2021年7月3日、午前10時半頃に静岡県熱海市の伊豆山地区で起きた大規模な土砂崩れのニュースは、こちら韓国でも報道されています。
当日、私は授業を行っていたのですが、何人かの生徒から届いた「先生の家族や知り合いは大丈夫ですか?」「心配です」というメッセージで、初めてこの災害が起きたことを知りました。未だ行方不明者がいる(2021年7月7日時点)とのことで、とても胸が痛みます。一刻も早い救助、復興をお祈りいたします。
韓国人が日本の地震を恐れているわけ
日本で暮らしていると避けて通ることはできない自然災害。日本は、温泉など自然の恩恵も多く受けている一方、地理的に地震、津波などの自然災害も多い国です。
災害の多い環境下で暮らす日本人は自然災害についてどう思っているのだろう?と考える韓国人はとても多いようで、日本語教室の生徒からも度々、自然災害についての質問を投げかけられます。
仕事で1年日本に滞在した生徒の、「韓国人は日本の地震を恐れ、日本人は韓国の北にある北朝鮮を恐れている」という言葉はとても印象に残っています。
きょうは、韓国人がなぜ日本の地震を恐れているのかについて、日本語教師の視点からご紹介します。
経験したことがないからこその恐怖
韓国は日本に比べて地震が少ない国です。中央日報は、「韓半島(朝鮮半島)ではマグニチュード(M)6.5以上の大型地震が起きる可能性はありません。地震が起きるような環境にはないからです」という、韓国地質資源研究院のチ・ホンチョル地震研究センター長の見解を伝えています。
同センター長によると、「韓半島には大地震が起きるほどの応力(土地に作用する力)が蓄積されない」「韓半島に応力が蓄積してもこれを放出するような長い断層があるべきだが、(韓半島には)このような地形がない」という2つの理由により、韓国では大型地震が起きないのだそうです。
しかし、韓国でも地震が起きることはあります。韓国で起きた地震といえば、2017年11月に発生した「浦項(ポハン)地震」が思い出されます。マグニチュード(M)5.4、韓国観測史上2番目の大地震でしたが、これは自然地震ではなく近隣の地熱発電所が触発したものだったようです(参考:聯合ニュース)
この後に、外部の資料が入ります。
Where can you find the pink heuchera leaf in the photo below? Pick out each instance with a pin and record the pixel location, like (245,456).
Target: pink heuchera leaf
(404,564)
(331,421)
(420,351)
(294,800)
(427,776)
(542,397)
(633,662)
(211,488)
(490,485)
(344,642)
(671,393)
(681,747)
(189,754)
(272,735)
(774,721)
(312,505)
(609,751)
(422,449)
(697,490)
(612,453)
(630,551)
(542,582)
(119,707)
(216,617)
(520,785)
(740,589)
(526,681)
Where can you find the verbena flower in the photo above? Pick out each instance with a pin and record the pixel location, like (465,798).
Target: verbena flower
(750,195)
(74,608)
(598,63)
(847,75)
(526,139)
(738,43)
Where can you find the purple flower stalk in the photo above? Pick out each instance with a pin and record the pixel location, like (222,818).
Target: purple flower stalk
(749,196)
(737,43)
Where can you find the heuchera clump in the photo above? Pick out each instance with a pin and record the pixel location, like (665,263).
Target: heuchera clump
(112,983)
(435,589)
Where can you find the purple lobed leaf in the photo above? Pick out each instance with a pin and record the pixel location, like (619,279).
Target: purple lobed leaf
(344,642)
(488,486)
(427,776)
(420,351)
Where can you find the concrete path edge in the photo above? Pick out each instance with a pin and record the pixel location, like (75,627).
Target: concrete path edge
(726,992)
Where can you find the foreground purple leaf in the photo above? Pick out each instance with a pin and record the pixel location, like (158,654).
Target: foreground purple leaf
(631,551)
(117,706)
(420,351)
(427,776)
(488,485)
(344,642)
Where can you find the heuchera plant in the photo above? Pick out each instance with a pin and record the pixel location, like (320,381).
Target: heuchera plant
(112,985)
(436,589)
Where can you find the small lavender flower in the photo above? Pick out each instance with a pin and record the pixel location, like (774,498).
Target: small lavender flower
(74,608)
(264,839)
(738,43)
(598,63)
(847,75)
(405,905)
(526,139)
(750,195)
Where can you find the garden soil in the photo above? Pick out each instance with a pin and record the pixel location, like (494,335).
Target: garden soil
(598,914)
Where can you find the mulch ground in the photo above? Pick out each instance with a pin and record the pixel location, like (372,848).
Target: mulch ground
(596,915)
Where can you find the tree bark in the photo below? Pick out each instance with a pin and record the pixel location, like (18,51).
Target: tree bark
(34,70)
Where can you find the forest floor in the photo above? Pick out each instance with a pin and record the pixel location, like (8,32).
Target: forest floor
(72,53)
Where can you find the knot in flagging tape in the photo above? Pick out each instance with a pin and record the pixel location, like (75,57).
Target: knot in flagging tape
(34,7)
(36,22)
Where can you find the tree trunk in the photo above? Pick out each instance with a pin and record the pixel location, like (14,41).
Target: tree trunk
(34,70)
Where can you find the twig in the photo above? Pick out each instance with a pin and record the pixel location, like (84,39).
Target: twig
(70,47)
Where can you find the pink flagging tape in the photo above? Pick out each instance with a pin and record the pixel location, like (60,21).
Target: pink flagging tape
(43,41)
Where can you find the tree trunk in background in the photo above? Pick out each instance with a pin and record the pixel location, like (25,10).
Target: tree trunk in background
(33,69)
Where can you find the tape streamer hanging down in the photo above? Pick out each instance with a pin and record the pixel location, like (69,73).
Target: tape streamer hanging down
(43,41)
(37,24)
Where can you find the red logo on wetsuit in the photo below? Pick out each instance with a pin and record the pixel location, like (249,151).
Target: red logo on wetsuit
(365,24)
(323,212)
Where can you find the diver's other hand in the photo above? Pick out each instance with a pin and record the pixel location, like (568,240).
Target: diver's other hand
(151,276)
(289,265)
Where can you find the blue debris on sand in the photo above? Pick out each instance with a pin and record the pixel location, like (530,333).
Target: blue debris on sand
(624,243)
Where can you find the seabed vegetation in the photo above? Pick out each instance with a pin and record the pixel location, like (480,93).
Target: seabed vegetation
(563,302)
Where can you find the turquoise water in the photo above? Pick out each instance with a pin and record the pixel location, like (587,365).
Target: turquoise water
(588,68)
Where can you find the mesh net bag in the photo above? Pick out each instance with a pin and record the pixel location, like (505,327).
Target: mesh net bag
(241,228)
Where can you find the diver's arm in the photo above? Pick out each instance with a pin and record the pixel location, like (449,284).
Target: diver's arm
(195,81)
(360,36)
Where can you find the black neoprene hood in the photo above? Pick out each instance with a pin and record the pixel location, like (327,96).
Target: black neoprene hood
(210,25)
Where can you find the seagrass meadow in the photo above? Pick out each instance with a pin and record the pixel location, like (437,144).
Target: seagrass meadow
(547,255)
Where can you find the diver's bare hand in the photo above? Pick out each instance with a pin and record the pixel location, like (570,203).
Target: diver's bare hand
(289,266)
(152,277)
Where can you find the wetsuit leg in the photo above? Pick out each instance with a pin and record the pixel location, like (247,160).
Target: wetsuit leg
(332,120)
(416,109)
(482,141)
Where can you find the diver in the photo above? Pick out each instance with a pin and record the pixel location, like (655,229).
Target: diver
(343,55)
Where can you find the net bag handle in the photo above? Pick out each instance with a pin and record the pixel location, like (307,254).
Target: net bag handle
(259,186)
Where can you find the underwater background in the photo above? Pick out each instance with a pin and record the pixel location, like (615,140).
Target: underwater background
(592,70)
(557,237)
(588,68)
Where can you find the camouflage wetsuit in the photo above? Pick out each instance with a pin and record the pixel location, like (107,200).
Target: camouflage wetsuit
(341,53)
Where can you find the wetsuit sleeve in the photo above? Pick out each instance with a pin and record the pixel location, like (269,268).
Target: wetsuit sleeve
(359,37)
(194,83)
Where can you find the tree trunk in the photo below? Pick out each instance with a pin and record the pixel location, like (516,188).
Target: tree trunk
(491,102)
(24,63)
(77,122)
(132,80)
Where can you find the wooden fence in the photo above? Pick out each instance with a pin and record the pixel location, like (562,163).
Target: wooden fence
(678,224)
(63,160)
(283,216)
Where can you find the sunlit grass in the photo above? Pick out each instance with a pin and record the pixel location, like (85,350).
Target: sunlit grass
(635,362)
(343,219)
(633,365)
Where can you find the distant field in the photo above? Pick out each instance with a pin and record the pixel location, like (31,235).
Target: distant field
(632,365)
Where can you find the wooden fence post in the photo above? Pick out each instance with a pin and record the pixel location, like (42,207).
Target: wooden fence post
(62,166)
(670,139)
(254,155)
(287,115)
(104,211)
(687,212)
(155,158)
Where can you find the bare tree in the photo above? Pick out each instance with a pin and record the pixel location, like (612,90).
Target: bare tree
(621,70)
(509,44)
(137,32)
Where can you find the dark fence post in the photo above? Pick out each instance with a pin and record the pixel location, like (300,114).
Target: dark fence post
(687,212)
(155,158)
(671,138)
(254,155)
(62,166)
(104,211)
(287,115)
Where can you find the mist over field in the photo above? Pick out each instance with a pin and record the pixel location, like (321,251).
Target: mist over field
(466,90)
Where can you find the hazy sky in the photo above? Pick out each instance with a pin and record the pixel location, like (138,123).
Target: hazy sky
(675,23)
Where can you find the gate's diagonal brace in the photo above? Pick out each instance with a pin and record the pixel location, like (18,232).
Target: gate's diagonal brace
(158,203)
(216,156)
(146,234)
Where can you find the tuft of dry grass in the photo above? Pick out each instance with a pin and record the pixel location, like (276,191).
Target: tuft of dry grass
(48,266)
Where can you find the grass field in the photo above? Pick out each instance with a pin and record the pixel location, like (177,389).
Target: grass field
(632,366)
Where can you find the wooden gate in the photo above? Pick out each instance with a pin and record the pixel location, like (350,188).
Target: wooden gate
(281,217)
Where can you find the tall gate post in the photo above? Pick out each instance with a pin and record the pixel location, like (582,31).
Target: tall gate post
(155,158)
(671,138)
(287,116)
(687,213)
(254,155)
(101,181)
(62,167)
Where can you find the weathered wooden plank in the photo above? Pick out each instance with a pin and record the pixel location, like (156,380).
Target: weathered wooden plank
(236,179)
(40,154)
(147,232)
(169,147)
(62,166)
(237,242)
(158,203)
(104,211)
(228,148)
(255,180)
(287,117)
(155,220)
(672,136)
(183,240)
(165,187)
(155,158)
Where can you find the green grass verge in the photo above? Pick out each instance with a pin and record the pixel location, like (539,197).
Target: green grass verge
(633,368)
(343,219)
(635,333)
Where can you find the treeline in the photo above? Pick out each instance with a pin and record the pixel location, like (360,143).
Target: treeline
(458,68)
韓国では、地理的な条件もあり、ほとんどの人が地震を体験したことがありません。そのため、日本への渡航前には地震を心配されるかたが多くいます。生徒が日本の大学に進学する際、塾講師が親御さんと面談をすることもあるのですが、やはり「留学中に地震に遭ってしまったらどうしよう…」と不安に思われています。
日本人である私たちは、小さな地震には慣れてしまっているところがありますが、韓国人は小さな地震すら経験したことがないため、度々発生している小さな地震ですら、とても恐ろしいことのように感じてしまうようです。
備えがないからこその恐怖
日本は災害が多い国ゆえに、小さいころから防災訓練を行い、地震が起きたときのシミュレーションができています。日本で家を購入する際には、ハザードマップと照らし合わせて場所を考える人、また自宅に防災バック、防災グッズがあるという家庭も多いです。私の育った神戸は、特に防災意識が高い地域でした。
しかし韓国では自然災害に対するそのような訓練は行いません。日本の義務教育で行われている水泳の授業も、韓国では2014年のセウォル号沈没事故以後に導入されたばかりです。ただ、これも小学校3・4年の児童に対し、年に2時間ずつ計2回(年間4時間)プールで教育するというもので、十分ではないという声もあります(参考:中央日報)。
韓国国内で過ごす分には大丈夫でも、いざ日本に来たときに、まわりの日本人は災害に対してある程度の心得があるのに、自分だけないのは心配だと考える人もいます。
日本の大学や日本語学校では、外国人に対して防災教育を行ったりもするようですが、旅行やワーキングホリデーの場合はそのようなものがないので、日本に行きたいけれど躊躇してしまう…という人もいるようです。
韓国と日本の災害、防災意識の差についてご紹介しました。小さいころから防災教育を受けてきた日本人とはいえ、災害はやはり恐ろしいものです。熱海市で被災された方々の一刻もはやい救助を祈流とともに、いま一度、防災の心得を見直したいものですね。